In the long run, as a researcher in the field of evolutionary and behavioural ecology, I am broadly interested in answering Tinbergen’s ultimate reasoning evolutionary ‘why’ and ‘how’ questions regarding animal behaviour. For instance, I am keen on understanding why behavioural variation persists within a species? What are the adaptive advantages of these variations? What is the genetic architecture underlying behavioural variation? How do these behavioural traits originate and evolve? To answer these questions, along with in-depth theoretical knowledge in evolutionary ecology, I also need hands-on experience in skills involved in statistical modelling and sampling designs, and various molecular techniques employed in behavioural studies. To this end, I am keen to work with Prof. Dr. Niels Dingemanse research group involved in the study of adaptive evolution of behavioural strategies in genetic and ecological context. The fact that this group is at the forefront in developing statistical tools for data analysis will surely aid me imbibing skills involved in statistical analysis. By interacting with this and other evolutionary ecology research labs, I believe, I will get a boost of ideas and more importantly a platform to implement them.

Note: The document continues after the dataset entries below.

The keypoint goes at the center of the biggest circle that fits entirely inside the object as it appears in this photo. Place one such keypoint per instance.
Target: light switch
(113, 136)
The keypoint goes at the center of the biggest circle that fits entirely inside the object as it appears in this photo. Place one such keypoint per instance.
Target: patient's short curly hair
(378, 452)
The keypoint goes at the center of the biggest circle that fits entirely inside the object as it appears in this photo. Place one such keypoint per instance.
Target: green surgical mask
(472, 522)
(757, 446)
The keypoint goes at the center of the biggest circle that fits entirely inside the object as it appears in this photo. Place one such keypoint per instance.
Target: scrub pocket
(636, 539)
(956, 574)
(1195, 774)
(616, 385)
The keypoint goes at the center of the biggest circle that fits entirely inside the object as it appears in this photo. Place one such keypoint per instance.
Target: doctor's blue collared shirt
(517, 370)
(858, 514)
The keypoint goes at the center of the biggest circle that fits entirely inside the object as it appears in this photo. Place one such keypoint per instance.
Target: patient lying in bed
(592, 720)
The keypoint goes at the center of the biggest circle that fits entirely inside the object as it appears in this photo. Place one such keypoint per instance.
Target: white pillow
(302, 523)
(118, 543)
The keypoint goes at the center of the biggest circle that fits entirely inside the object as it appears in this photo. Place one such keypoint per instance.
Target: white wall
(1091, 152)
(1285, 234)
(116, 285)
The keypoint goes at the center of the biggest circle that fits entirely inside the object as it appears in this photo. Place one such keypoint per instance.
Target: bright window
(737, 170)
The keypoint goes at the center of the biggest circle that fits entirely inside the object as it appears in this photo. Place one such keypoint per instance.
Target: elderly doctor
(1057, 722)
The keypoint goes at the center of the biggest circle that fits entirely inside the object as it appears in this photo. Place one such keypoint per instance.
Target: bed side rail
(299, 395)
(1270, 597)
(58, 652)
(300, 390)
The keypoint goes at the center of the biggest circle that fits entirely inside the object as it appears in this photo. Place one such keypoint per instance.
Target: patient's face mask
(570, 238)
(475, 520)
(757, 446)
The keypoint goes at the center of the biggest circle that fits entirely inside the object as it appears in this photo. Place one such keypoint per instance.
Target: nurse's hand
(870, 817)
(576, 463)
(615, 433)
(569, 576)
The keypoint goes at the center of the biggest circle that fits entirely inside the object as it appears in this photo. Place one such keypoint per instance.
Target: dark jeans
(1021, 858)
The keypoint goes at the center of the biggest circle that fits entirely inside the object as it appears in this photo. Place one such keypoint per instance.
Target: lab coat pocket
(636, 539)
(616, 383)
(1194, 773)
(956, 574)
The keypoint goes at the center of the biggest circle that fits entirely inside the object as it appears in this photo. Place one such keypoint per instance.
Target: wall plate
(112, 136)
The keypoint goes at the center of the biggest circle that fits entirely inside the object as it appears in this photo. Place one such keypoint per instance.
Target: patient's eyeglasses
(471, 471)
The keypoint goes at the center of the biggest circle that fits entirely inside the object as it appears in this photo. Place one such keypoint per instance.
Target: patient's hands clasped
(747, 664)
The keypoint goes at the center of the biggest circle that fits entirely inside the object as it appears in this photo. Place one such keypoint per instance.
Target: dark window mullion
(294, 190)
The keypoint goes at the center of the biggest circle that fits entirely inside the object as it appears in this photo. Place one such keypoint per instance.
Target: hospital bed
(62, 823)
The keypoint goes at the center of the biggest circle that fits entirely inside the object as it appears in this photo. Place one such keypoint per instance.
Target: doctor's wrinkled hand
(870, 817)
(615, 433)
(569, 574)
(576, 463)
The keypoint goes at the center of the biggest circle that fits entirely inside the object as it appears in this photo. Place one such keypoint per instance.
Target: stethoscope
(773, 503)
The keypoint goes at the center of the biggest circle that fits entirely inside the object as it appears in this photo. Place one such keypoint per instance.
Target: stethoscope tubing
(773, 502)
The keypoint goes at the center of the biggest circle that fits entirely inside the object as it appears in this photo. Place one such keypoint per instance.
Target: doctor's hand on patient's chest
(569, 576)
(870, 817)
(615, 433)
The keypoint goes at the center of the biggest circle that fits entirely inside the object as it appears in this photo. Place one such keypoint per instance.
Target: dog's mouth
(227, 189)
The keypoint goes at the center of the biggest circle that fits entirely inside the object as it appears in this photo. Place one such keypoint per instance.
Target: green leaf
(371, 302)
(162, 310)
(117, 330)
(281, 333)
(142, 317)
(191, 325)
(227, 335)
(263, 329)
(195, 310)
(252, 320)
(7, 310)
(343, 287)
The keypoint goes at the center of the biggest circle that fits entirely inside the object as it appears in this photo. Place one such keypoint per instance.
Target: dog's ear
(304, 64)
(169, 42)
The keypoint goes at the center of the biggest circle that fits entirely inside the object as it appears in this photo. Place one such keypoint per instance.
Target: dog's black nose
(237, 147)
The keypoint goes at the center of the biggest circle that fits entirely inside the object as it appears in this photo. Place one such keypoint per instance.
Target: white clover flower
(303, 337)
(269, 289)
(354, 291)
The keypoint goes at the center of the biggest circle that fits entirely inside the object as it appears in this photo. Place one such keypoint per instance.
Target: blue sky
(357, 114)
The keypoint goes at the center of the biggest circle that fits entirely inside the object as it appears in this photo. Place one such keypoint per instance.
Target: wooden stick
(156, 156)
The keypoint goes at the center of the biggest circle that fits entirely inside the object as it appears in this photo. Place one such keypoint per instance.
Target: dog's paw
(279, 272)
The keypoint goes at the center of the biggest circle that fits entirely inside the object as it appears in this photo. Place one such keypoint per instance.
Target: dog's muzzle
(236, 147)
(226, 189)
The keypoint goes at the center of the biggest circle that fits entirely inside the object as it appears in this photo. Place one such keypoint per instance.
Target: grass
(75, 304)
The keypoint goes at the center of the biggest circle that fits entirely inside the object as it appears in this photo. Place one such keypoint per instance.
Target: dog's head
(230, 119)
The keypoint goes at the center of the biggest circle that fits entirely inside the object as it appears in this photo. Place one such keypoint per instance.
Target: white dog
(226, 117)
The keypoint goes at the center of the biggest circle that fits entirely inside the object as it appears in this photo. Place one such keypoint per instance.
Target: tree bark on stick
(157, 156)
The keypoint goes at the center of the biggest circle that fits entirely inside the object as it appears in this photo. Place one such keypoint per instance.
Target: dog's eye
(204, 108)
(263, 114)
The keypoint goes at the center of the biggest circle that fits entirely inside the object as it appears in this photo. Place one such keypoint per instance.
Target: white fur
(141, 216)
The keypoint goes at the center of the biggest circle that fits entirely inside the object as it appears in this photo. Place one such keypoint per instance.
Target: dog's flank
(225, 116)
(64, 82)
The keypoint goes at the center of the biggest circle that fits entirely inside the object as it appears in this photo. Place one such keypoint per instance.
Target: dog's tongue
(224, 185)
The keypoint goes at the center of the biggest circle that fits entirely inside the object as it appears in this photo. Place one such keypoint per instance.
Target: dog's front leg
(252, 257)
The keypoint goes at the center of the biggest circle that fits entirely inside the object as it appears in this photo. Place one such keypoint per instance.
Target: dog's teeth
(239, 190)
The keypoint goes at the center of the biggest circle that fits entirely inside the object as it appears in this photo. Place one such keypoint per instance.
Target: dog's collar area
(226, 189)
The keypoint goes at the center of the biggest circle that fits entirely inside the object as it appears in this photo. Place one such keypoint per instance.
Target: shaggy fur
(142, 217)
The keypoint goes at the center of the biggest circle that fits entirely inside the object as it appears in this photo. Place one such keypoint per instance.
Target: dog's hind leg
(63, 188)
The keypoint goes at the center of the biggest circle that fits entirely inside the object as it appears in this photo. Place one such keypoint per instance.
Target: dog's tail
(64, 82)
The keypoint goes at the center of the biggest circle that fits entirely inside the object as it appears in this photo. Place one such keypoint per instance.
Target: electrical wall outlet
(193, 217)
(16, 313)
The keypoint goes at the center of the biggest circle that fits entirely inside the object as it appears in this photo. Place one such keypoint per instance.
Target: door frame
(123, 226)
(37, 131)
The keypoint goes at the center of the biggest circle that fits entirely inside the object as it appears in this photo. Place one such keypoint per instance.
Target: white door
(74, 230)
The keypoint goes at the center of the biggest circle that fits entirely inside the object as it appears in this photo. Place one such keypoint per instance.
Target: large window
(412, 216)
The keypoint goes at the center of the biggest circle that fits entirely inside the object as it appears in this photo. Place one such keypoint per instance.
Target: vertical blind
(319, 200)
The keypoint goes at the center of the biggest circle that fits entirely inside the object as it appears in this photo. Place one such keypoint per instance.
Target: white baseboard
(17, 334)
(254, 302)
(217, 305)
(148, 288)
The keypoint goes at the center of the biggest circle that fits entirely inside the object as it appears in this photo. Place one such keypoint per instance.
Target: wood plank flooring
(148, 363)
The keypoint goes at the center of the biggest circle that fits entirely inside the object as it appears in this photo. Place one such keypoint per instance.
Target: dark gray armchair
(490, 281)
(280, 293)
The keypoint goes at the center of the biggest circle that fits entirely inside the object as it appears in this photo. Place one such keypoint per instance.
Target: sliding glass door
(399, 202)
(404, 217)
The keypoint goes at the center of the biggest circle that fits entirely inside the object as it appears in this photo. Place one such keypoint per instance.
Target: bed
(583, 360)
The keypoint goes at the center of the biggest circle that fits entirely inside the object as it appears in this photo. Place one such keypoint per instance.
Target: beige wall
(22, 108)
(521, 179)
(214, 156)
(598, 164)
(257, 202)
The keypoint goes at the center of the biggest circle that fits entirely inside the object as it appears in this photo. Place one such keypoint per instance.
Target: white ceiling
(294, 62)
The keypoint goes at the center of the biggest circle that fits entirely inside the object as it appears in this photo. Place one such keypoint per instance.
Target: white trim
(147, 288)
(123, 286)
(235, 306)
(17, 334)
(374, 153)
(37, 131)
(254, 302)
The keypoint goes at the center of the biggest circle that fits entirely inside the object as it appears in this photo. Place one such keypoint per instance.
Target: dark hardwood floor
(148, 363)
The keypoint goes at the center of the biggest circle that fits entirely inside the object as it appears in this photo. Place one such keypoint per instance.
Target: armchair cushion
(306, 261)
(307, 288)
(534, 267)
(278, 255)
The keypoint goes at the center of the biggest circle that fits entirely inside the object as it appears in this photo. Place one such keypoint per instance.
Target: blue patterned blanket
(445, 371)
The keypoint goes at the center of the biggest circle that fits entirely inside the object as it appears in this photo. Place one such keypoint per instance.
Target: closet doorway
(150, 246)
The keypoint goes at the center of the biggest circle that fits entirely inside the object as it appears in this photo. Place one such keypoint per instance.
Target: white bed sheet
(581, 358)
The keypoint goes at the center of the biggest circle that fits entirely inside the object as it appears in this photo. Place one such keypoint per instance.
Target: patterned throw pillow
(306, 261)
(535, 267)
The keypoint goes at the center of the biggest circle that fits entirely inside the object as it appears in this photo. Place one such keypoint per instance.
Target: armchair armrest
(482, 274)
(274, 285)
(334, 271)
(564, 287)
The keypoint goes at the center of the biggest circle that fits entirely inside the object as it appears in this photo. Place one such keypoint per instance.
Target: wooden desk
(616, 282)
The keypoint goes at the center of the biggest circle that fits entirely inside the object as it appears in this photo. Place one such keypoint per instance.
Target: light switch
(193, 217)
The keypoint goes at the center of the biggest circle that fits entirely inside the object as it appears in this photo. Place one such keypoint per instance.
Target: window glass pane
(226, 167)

To substantiate further credentials, along with work experience in the field, I also have experience working in the laboratory. For my Bachelor’s thesis I worked in a team on the comparative study of antimicrobial property of phytochemicals of tea and an invasive plant species Ageratum conyzoids. During the project, I learned to apply laboratory skills that I acquired during lab sessions to design experiments, conduct literature survey and experiments, record and analyse data, make inference, and write and present a report. Our dissertation was successful and appreciated with an ‘A’ grade in the final evaluation. We presented our scientific work before the Indian Institute of Chemical Engineers, where I got an exposure to develop my presentation skills.
Apart from academics, I love to quietly observe nature, photograph urban streets and people, and read books. I am a member at The Cornell lab of Ornithology’s eBird online birders community, where we birders contribute to research and conservation by updating global database of bird sightings.
With this academic credentials and motivation, I look forward to utilising the infrastructure and opportunities offered by the university to enhance essential skills to become a researcher in the field of evolutionary ecology. I am very excited about the prospect of studying in Ludwig-Maximilians University, Munich, and I am confident that my experience in this internationally renowned campus will be immensely exciting and rewarding, and will help me grow both academically and socially. With this I would like to thank the admission committee for considering my application.
Date:13/01/2018 Santhosh. H. Totagera Place: Bengaluru, India.